Lack of civil marriage undemocratic, legal scholar says

MONTREAL — The absence of civil marriage and divorce in Israel is inconsistent with democracy, a respected Israeli legal scholar says.

Hebrew University law professor Mordechai Kremnitzer, second from left, was a guest lecturer at the McGill Centre for Human Rights and Legal Pluralism. With him, from left, are Monette Malewski, president of the Canadian Friends of the Hebrew University’s Montreal chapter; Lewis Dobrin, the group’s immediate past president; and McGill professor Harold Waller, a Friends board member.         [PBL Photo]

Hebrew University law professor Mordechai Kremnitzer said recently at McGill University that the monopoly the rabbinical courts have over these areas is “a significant democratic deficit” and an infringement on the freedoms of religion and equality.

The State of Israel, from its creation, has resisted becoming a theocracy or being governed by Halachah, or Jewish law, in all other areas, he noted.

For one thing, he said, Jewish law is “clearly discriminatory against women.

“And due to political manoeuvring, the majority of judges on rabbinical courts are ultra-Orthodox, with extreme views on conversion and the status of women.”

Increasingly, young couples are going outside Israel to get married, or are living together unwed, he said.

Kremnitzer, a former dean of law and expert in constitutional law, said a possible “compromise” solution is establishing a “state registrar of couples,” which would not sanction civil marriage, but create a type of union that would have all the same rights and duties as that status.

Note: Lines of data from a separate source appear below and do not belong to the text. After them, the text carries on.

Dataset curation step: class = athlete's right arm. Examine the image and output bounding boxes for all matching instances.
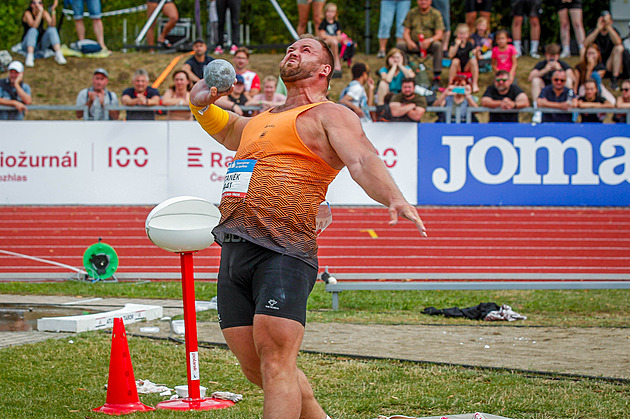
[190,79,250,150]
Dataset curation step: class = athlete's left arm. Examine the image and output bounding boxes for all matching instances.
[321,105,427,237]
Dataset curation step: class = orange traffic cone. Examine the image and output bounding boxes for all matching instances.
[92,317,155,415]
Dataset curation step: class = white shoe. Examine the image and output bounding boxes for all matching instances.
[55,54,67,65]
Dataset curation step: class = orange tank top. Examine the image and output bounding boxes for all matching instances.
[213,102,339,267]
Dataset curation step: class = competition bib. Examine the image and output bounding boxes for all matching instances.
[221,159,256,198]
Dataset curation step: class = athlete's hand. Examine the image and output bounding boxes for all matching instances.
[389,201,428,237]
[190,79,234,107]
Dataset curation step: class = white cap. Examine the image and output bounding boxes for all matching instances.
[7,61,24,73]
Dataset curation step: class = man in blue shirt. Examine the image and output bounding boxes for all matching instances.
[0,61,33,121]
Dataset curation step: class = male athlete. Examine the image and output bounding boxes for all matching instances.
[190,37,426,419]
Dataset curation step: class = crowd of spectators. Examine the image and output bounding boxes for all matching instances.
[0,0,630,122]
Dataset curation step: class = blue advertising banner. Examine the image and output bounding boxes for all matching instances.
[418,123,630,206]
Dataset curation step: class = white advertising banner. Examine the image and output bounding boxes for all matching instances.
[0,121,417,205]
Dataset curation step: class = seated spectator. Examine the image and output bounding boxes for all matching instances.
[613,80,630,124]
[376,48,415,105]
[396,0,444,88]
[182,38,214,84]
[220,74,254,116]
[317,3,342,79]
[575,44,615,102]
[448,23,479,93]
[389,78,427,122]
[121,68,160,121]
[584,11,623,90]
[528,44,575,103]
[234,47,260,100]
[492,30,518,84]
[22,0,66,67]
[77,68,119,121]
[162,70,194,121]
[246,76,287,111]
[481,70,529,122]
[0,61,33,121]
[339,63,374,122]
[537,70,578,122]
[578,79,615,123]
[433,73,478,122]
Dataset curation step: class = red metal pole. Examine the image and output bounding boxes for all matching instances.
[181,252,200,400]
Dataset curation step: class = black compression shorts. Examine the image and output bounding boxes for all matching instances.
[217,234,317,329]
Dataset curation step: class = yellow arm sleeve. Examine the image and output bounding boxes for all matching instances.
[189,103,235,135]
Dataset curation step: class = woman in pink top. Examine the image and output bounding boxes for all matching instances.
[492,30,517,83]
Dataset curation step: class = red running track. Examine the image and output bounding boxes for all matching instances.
[0,206,630,280]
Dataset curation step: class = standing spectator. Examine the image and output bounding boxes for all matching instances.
[22,0,66,67]
[72,0,108,51]
[0,61,33,121]
[317,3,343,79]
[214,0,241,55]
[465,0,492,33]
[147,0,179,48]
[470,16,493,62]
[613,80,630,124]
[433,73,478,122]
[376,48,416,105]
[578,79,615,123]
[162,70,194,121]
[182,38,214,84]
[297,0,325,35]
[121,68,160,121]
[481,70,529,122]
[574,44,615,102]
[234,47,260,100]
[432,0,451,55]
[339,63,374,122]
[528,44,576,98]
[246,76,287,111]
[556,0,584,58]
[389,78,427,122]
[77,68,118,121]
[376,0,411,58]
[537,70,578,122]
[584,11,623,90]
[397,0,444,87]
[511,0,542,59]
[448,23,479,93]
[492,30,518,84]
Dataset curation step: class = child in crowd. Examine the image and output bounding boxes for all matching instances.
[318,3,342,78]
[448,23,479,93]
[376,48,416,105]
[492,30,518,83]
[613,80,630,123]
[470,16,492,62]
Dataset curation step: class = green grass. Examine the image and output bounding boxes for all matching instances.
[0,281,630,327]
[0,332,630,419]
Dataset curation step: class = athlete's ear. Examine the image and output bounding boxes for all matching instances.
[321,64,332,77]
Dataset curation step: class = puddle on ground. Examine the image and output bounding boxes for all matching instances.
[0,304,93,332]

Ideally, he added, this option should also be open to same-sex couples, but he doubted that would ever pass in the Knesset.

Kremnitzer made the remarks in a lecture at McGill’s law faculty titled “What is a Jewish and Democratic State?” It was sponsored by the McGill Centre for Human Rights and Legal Pluralism and the Canadian Friends of the Hebrew University of Jerusalem’s Montreal chapter.

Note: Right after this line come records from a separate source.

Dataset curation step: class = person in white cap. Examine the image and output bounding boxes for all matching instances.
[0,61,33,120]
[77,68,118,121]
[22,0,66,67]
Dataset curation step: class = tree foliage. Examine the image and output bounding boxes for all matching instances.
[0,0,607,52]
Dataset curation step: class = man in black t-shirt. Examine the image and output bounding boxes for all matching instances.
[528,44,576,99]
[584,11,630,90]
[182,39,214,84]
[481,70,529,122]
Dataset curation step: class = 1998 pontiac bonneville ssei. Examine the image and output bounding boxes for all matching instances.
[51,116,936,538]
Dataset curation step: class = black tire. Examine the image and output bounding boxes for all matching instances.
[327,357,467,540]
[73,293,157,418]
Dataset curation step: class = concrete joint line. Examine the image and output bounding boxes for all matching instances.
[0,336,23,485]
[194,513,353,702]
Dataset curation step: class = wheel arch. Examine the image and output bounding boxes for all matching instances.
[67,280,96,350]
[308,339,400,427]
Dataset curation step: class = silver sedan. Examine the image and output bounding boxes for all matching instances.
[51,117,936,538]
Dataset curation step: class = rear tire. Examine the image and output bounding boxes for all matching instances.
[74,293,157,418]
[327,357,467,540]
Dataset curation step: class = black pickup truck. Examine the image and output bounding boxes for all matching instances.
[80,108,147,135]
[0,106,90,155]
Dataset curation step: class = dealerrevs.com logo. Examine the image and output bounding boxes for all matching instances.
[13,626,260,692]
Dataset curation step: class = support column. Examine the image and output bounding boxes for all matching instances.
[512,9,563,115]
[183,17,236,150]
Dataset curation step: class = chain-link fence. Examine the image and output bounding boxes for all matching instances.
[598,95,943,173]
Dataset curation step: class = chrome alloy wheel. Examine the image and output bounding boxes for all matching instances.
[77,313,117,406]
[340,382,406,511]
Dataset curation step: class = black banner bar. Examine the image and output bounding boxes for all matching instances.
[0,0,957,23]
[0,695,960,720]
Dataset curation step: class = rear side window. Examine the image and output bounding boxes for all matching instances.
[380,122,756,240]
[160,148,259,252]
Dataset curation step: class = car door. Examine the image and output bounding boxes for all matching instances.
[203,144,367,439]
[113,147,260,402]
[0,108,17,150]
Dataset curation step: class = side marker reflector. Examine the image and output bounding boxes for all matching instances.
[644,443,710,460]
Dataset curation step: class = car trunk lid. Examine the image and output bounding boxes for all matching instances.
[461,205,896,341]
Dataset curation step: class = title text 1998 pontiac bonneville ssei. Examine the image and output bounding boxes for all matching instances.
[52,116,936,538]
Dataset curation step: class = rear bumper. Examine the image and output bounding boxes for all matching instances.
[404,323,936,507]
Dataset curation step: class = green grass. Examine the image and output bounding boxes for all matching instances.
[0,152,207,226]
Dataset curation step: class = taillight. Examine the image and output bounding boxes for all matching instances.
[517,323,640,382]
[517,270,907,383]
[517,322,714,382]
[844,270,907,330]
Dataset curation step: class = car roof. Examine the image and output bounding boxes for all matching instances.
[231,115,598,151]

Kremnitzer, who is also a senior fellow at the Israel Democracy Institute, highlighted a number of other weakness in his country’s democracy.

The whole notion of “Who is a Jew?” has changed dramatically in the last 10 to 15 years in Israel, especially since the influx of more than 300,000 immigrants from the former Soviet Union, he said.

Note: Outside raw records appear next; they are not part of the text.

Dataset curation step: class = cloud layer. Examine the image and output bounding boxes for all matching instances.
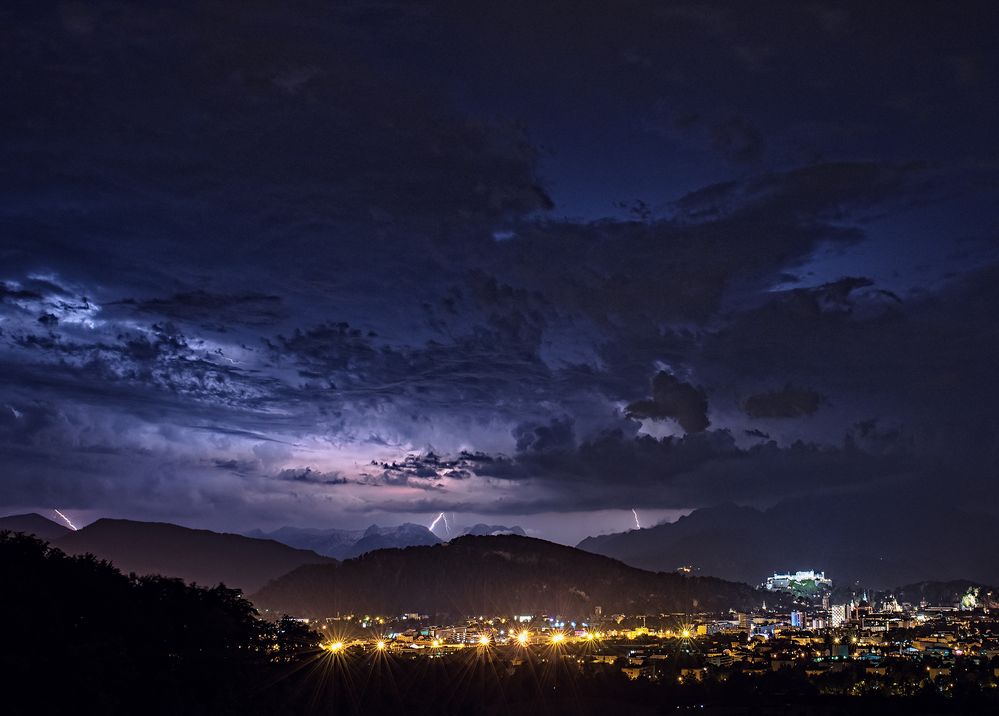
[0,2,999,538]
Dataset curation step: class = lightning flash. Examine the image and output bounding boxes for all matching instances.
[52,508,79,532]
[430,512,451,537]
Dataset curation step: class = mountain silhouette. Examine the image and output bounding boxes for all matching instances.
[0,512,72,541]
[251,535,763,617]
[577,495,999,588]
[52,519,333,594]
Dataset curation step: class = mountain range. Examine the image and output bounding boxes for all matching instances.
[0,515,333,594]
[251,534,764,617]
[0,512,73,542]
[577,495,999,588]
[246,522,524,559]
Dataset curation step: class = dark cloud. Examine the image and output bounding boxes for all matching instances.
[742,384,822,418]
[0,0,999,540]
[626,371,710,433]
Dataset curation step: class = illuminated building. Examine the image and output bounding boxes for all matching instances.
[764,569,832,592]
[830,604,847,629]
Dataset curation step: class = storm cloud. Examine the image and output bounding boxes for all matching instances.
[0,0,999,538]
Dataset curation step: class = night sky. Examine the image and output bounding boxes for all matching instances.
[0,0,999,542]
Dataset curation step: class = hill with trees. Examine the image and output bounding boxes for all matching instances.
[55,519,334,594]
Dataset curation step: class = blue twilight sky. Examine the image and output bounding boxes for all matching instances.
[0,0,999,541]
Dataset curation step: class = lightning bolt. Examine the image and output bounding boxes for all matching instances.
[429,512,447,532]
[52,508,79,532]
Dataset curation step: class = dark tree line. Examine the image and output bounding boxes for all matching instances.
[0,532,318,714]
[0,532,999,716]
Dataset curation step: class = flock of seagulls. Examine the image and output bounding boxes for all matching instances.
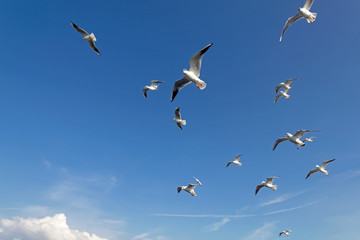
[67,0,335,237]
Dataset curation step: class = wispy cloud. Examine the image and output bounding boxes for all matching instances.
[264,200,320,216]
[153,213,255,218]
[259,191,305,207]
[205,217,230,232]
[242,222,275,240]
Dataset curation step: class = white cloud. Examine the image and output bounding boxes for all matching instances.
[0,213,106,240]
[242,222,275,240]
[205,218,230,231]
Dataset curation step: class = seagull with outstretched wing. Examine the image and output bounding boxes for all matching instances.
[171,43,213,102]
[255,177,279,195]
[71,22,101,55]
[305,158,335,179]
[226,154,243,167]
[280,0,317,42]
[273,130,319,151]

Many of them are not Jewish according to Halachah, but they call themselves Jews and serve, and often die, in the defence of Israel, he continued.

“What’s more they are perceived by others as Jews – by nationality,” he said. “This is a dramatic development that is breaking down the historic ties between Jewish religious and national identity.”

Yet, these non-halachic Jews do not enjoy full “de facto” rights, he said,

He suggested that Israel should introduce “separate national and religious definitions of being a Jew: recognizing a new kind of Jew, not religious, but accepted as Jews from a national point of view.”

He said Israel is also failing to extend true equality to its Arab citizens.

“It has to be admitted that Israel has not fulfilled its commitment to act in a way that is not discriminatory against its non-Jewish citizens,” he said. “The fact that Israel defines itself as a Jewish state… is seen as a justification to discriminate against Arabs.”

Kremnitzer also argued that “Israel will not be able to remain a Jewish and democratic state unless there is a Palestinian state.

“We can’t reconcile a prolonged military occupation and the denial of one million people’s political and civil rights [with democracy or Jewish ethics],” he said.

The existence of a Palestinian state would also improve the situation of Arabs living in Israel proper, he said.

“One of the reasons Israeli Arabs are not treated as they should be is because they are considered compatriots of the people who are at war with Israel. If the external conflict is resolved, it would be easier to treat [Arabs] equally.”

Kremnitzer, who was born in a German displaced persons camp in 1948, is a visiting fellow this fall at McGill’s law school, where he is teaching a seminar called “Terrorism and Democracy.”